Dr. Wybrow looked at me with a smile.

"It is impossible to persuade ladies," he said, "that we, too, are father-confessors in our way. The first duty of a doctor, Mrs. Eyrecourt--"

"Is to cure people, of course," she interposed in her smartest manner.

The doctor answered seriously. "No, indeed. That is only the second duty. Our first duty is invariably to respect the confidence of our patients. However," he resumed in his easier tone, "I happen to have seen a patient to-day, under circumstances which the rules of professional honor do not forbid me to mention. I don't know, Mrs.
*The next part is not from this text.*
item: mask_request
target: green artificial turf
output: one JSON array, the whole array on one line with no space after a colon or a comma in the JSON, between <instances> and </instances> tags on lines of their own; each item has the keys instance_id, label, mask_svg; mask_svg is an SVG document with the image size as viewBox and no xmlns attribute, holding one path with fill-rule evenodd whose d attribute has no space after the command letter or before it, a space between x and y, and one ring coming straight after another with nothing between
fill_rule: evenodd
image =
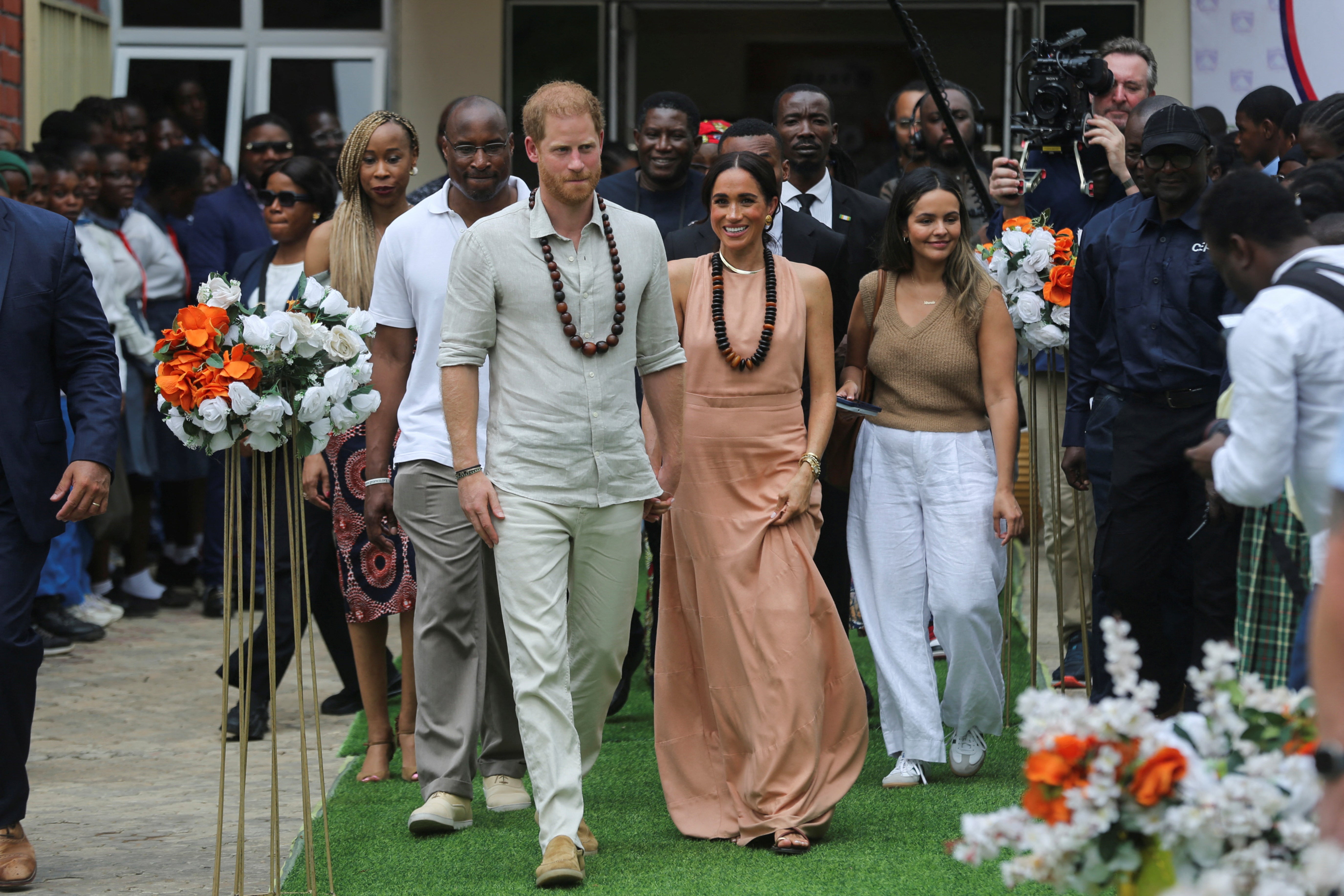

Eyrecourt, whether you will quite like to be introduced to the scene of the story. The scene is in a madhouse."

Mrs. Eyrecourt burst out with a coquettish little scream, and shook her fan at the doctor. "No horrors!" she cried. "The bare idea of a madhouse distracts me with terror. Oh, fie, fie! I won't listen to you--I won't look at you--I positively refuse to be frightened out of my wits. Matilda! wheel me away to the furthest end of the room. My vivid imagination, Father Benwell, is my rock ahead in life.